Karolcia
- Author: Maria Krüger
- Language: Polish
- Genre: Children's novel
- Published: 1959
- Publication place: Poland
- Media type: Print (Hardback)
- Pages: 136
- OCLC: 254825808

= Karolcia =

1959 novel by Maria Krüger

Karolcia is a 1959 novel for children by Maria Krüger. In Poland it is required reading for classes I to III (7- to 9-year-olds).

==Plot==
The protagonist (Karolcia) is an eight-year-old girl who finds a magical blue bead that fulfills her every wish. The girl and her friend Peter use the bead to bring happiness to other people. They have various adventures, including helping the President escape from an evil witch, Filomena, who also tries unsuccessfully to steal the bead. The bead becomes paler throughout the book and tells Karolcia that it will eventually vanish. Although Karolcia is unhappy about this, she and Peter decide not to be selfish with their final wish but to wish that the dreams of others be fulfilled –children receive new toys, and the recovery of children who are in hospital, amongst other things. The book ends with Karolcia being happy about their good deed but also sad over the loss of the bead that has now disappeared.

==Sequels==
The success of novels for young readers encouraged the author to write a sequel. In 1970, she wrote the novel Witaj, Karolciu ("Hello, Karolcia”), about new adventures of Karolcia and Piotr. In 2009, another author, Krzysztof Zięcik, added further adventures in Karolcia na wakacjach ("Karolcia on vacation”).

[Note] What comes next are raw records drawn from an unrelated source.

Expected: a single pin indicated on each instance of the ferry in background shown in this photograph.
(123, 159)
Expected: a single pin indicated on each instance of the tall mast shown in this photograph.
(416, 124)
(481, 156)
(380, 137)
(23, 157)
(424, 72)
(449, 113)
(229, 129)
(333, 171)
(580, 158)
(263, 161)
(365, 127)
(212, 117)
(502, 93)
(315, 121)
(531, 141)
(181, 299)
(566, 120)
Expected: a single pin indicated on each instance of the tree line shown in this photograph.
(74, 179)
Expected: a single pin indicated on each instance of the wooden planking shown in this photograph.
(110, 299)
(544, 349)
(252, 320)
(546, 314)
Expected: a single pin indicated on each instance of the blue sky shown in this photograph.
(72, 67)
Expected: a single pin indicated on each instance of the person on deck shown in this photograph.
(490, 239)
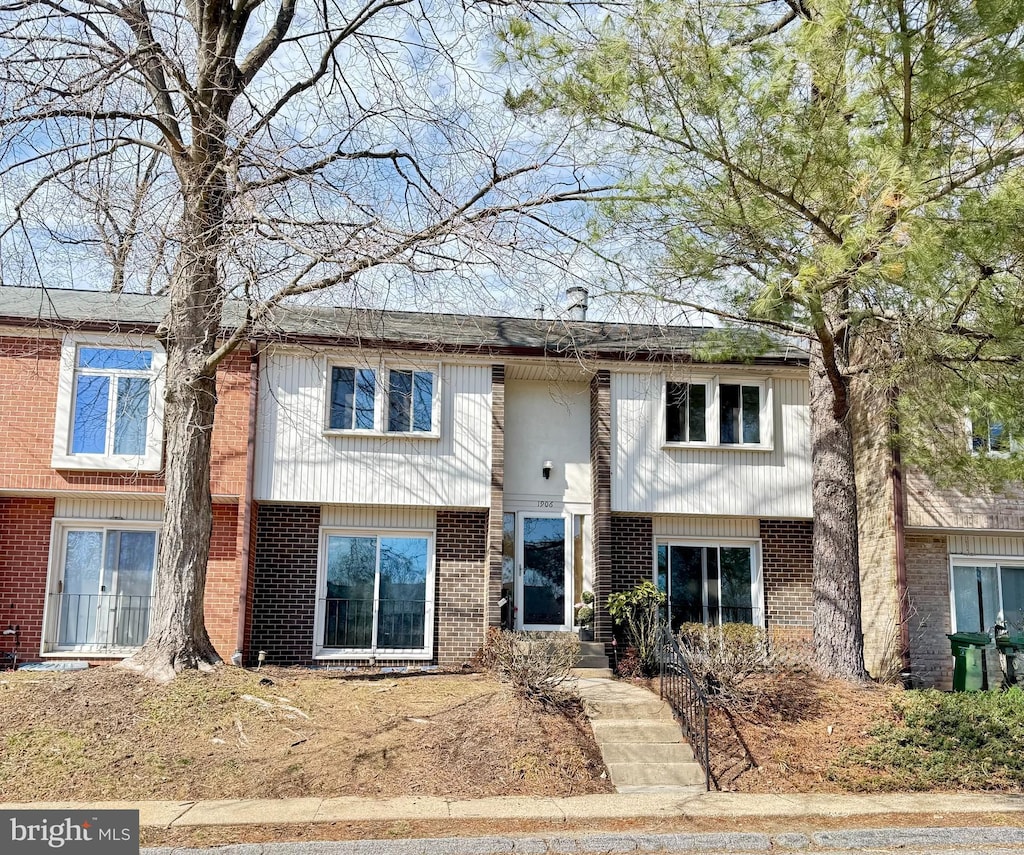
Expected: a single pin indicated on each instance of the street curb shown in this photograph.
(930, 841)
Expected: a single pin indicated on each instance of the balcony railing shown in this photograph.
(97, 623)
(349, 625)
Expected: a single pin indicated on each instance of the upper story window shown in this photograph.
(109, 405)
(713, 412)
(988, 435)
(388, 399)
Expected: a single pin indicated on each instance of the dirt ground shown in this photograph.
(796, 736)
(105, 733)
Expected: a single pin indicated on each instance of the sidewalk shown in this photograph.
(613, 806)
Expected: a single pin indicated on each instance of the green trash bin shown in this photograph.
(969, 672)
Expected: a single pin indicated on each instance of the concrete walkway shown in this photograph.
(612, 806)
(641, 742)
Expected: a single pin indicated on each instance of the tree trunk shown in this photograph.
(178, 639)
(839, 638)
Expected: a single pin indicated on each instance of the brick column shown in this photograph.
(285, 584)
(600, 464)
(632, 551)
(786, 571)
(494, 590)
(25, 547)
(461, 561)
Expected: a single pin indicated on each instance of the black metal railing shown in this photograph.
(349, 624)
(686, 697)
(102, 622)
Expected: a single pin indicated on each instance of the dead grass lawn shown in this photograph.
(104, 733)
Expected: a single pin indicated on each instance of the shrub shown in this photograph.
(536, 668)
(942, 740)
(723, 658)
(638, 612)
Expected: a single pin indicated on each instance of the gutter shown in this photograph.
(247, 498)
(899, 526)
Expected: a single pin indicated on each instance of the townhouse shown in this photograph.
(389, 484)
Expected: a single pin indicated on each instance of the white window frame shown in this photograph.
(62, 457)
(346, 653)
(713, 384)
(757, 570)
(55, 572)
(995, 561)
(1013, 445)
(382, 377)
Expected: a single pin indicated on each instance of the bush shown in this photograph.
(638, 612)
(961, 740)
(536, 668)
(724, 658)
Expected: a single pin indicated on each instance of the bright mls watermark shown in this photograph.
(82, 832)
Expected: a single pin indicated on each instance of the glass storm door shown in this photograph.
(542, 573)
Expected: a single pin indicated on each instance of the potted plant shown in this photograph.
(585, 615)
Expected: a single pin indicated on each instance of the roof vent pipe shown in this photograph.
(578, 300)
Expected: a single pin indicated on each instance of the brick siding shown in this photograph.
(786, 568)
(632, 551)
(221, 598)
(928, 587)
(284, 591)
(25, 546)
(600, 466)
(496, 519)
(461, 558)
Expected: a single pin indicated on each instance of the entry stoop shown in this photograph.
(592, 661)
(641, 742)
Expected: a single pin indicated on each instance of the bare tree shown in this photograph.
(249, 150)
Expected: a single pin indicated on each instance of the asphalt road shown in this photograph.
(989, 841)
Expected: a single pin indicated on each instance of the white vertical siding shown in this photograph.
(296, 462)
(986, 545)
(363, 516)
(647, 477)
(689, 526)
(139, 510)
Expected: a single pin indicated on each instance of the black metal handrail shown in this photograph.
(686, 697)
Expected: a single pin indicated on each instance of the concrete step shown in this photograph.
(655, 774)
(613, 708)
(664, 789)
(591, 673)
(652, 753)
(641, 730)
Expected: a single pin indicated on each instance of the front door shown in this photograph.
(543, 581)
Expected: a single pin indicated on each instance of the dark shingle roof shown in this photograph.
(461, 333)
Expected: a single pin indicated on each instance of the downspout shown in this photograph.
(247, 499)
(899, 523)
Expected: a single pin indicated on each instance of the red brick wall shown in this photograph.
(25, 545)
(221, 604)
(600, 465)
(284, 595)
(786, 567)
(928, 586)
(461, 558)
(497, 495)
(632, 552)
(29, 371)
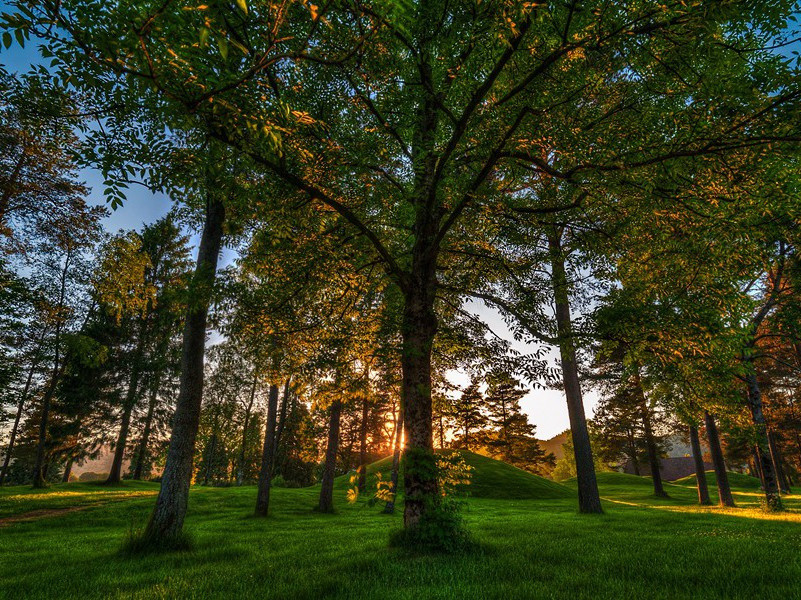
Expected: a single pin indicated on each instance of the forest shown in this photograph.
(391, 226)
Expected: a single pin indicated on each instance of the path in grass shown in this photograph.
(524, 548)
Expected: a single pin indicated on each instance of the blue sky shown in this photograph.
(545, 408)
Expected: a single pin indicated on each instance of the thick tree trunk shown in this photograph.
(589, 498)
(393, 486)
(65, 477)
(778, 466)
(115, 473)
(362, 482)
(240, 471)
(326, 503)
(419, 328)
(167, 520)
(654, 464)
(772, 497)
(721, 477)
(700, 472)
(141, 453)
(268, 455)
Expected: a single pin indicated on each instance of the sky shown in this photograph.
(545, 408)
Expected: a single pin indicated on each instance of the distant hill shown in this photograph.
(490, 479)
(554, 445)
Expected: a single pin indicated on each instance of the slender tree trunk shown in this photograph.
(721, 477)
(588, 496)
(39, 478)
(772, 497)
(778, 467)
(240, 472)
(362, 482)
(65, 478)
(167, 520)
(15, 428)
(329, 468)
(393, 486)
(268, 455)
(650, 441)
(141, 453)
(700, 472)
(115, 473)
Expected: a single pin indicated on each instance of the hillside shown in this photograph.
(490, 479)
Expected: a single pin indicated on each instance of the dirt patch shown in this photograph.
(44, 513)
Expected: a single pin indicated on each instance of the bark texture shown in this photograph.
(722, 479)
(168, 515)
(268, 455)
(700, 472)
(326, 503)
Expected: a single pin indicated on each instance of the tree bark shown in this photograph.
(249, 407)
(362, 482)
(65, 478)
(326, 503)
(588, 496)
(393, 488)
(650, 442)
(772, 497)
(15, 428)
(268, 455)
(115, 473)
(700, 472)
(778, 467)
(167, 520)
(721, 477)
(141, 453)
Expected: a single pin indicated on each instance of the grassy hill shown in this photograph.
(490, 479)
(736, 481)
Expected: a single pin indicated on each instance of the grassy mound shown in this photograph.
(736, 481)
(490, 479)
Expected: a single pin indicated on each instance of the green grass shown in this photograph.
(736, 480)
(490, 478)
(642, 547)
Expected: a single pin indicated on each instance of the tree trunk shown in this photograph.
(17, 417)
(700, 472)
(167, 520)
(115, 473)
(589, 498)
(329, 468)
(419, 327)
(778, 467)
(268, 455)
(362, 482)
(39, 470)
(721, 477)
(249, 407)
(650, 442)
(141, 453)
(65, 478)
(393, 488)
(772, 497)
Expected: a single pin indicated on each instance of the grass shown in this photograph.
(642, 547)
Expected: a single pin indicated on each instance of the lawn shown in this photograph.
(642, 547)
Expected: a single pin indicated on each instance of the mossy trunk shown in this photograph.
(268, 455)
(326, 503)
(700, 472)
(588, 496)
(772, 497)
(721, 477)
(167, 520)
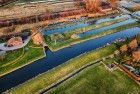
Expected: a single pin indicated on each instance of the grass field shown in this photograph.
(46, 79)
(18, 58)
(66, 43)
(98, 80)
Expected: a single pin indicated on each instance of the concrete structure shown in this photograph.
(15, 41)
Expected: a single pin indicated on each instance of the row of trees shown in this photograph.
(42, 17)
(4, 1)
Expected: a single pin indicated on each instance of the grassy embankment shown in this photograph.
(70, 41)
(58, 73)
(98, 80)
(19, 58)
(134, 9)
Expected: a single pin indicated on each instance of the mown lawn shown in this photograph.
(98, 80)
(18, 58)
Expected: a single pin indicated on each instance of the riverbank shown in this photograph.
(20, 58)
(68, 42)
(50, 77)
(98, 80)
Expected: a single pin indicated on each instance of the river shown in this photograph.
(54, 59)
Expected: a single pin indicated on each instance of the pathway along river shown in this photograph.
(54, 59)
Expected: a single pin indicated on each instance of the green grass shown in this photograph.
(11, 56)
(46, 79)
(98, 80)
(109, 61)
(27, 55)
(69, 42)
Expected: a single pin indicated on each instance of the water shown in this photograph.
(54, 59)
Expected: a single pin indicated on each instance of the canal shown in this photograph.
(54, 59)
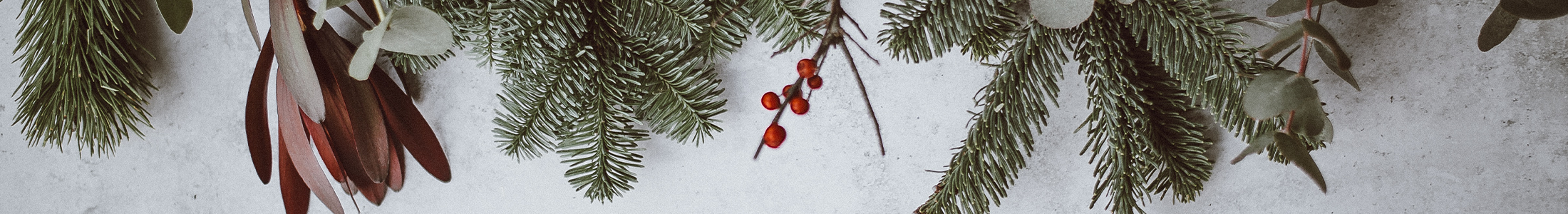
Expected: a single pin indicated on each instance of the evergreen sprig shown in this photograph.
(584, 78)
(1001, 134)
(1147, 65)
(81, 74)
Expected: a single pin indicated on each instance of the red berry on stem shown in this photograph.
(806, 68)
(798, 106)
(770, 101)
(773, 138)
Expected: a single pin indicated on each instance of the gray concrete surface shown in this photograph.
(1437, 128)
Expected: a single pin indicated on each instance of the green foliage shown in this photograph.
(1001, 133)
(81, 76)
(582, 76)
(926, 29)
(1147, 63)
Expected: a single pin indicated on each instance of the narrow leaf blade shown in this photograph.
(416, 31)
(176, 13)
(256, 133)
(1296, 151)
(410, 126)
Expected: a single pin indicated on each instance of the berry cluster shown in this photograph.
(808, 74)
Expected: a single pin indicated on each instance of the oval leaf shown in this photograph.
(1061, 13)
(1496, 29)
(176, 13)
(1288, 36)
(1276, 92)
(416, 31)
(1358, 4)
(1289, 6)
(1537, 10)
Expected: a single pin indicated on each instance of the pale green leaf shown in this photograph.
(1288, 36)
(1061, 13)
(1296, 151)
(366, 56)
(1496, 29)
(176, 13)
(1289, 6)
(1257, 146)
(294, 58)
(416, 31)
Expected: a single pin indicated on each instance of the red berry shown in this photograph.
(806, 68)
(770, 101)
(798, 106)
(773, 138)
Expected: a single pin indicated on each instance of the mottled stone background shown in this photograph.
(1438, 126)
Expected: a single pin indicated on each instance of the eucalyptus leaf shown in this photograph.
(1257, 146)
(416, 31)
(176, 13)
(1537, 10)
(1061, 13)
(1276, 92)
(1336, 58)
(366, 54)
(1496, 29)
(1296, 151)
(1286, 39)
(1358, 4)
(1289, 6)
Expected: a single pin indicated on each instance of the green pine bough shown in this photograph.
(592, 79)
(81, 74)
(1147, 63)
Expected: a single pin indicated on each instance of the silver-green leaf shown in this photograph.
(418, 31)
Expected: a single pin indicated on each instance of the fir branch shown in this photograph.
(788, 21)
(999, 136)
(81, 74)
(926, 29)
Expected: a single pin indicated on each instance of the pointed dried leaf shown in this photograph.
(291, 131)
(1296, 151)
(1289, 6)
(256, 133)
(1496, 29)
(176, 13)
(294, 58)
(322, 146)
(1286, 39)
(1334, 58)
(1537, 10)
(1062, 13)
(410, 126)
(418, 31)
(296, 195)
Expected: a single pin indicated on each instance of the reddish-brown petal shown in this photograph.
(319, 136)
(291, 131)
(410, 126)
(257, 138)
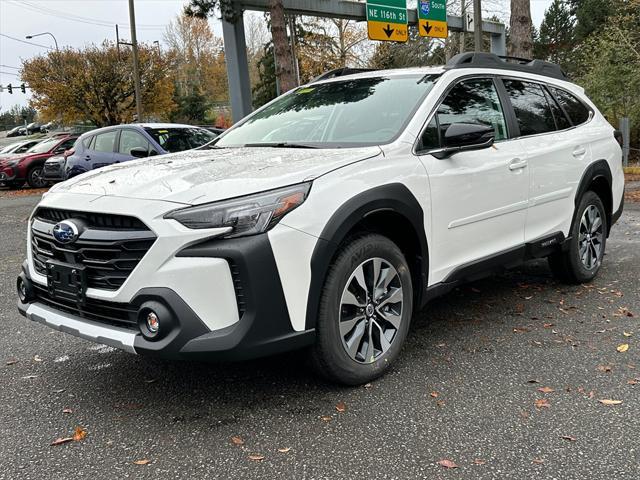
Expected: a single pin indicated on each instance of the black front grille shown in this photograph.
(100, 221)
(118, 314)
(109, 248)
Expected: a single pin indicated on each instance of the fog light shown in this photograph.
(25, 291)
(153, 323)
(22, 290)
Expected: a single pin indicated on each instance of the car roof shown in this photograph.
(138, 126)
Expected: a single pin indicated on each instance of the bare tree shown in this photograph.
(520, 29)
(284, 60)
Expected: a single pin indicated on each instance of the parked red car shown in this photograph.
(28, 166)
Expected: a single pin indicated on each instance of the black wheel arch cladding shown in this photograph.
(394, 198)
(597, 174)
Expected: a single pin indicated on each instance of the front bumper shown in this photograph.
(263, 326)
(7, 174)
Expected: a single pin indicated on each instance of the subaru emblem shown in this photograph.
(66, 232)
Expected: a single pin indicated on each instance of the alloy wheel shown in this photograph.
(590, 237)
(371, 310)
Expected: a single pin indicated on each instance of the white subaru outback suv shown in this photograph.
(329, 216)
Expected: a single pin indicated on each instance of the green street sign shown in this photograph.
(432, 18)
(387, 20)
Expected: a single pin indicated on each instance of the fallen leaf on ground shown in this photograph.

Both Karolcia and Hello Karolcia are available as audio books, read by Maria Seweryn.

==Reception==
In the British IBBY newsletter IBBYLink, Maria Ostasz, while discussing Polish children's novels during the 1960s, wrote "Very popular among young female readers at the time were Maria Krüger’s Karolcia [Caroline] (1959), ..." and noted "The protagonists of these novels do not live through any great conflicts but experience the joy of being together among their peers, family and friends."

==Adaptations==
In 1995 the book was made into a TV movie of the same name. In 2001 filming of another movie commenced. The director was to be Jowita Gondek. By 2008 about 80% of the film had been made but it was never completed.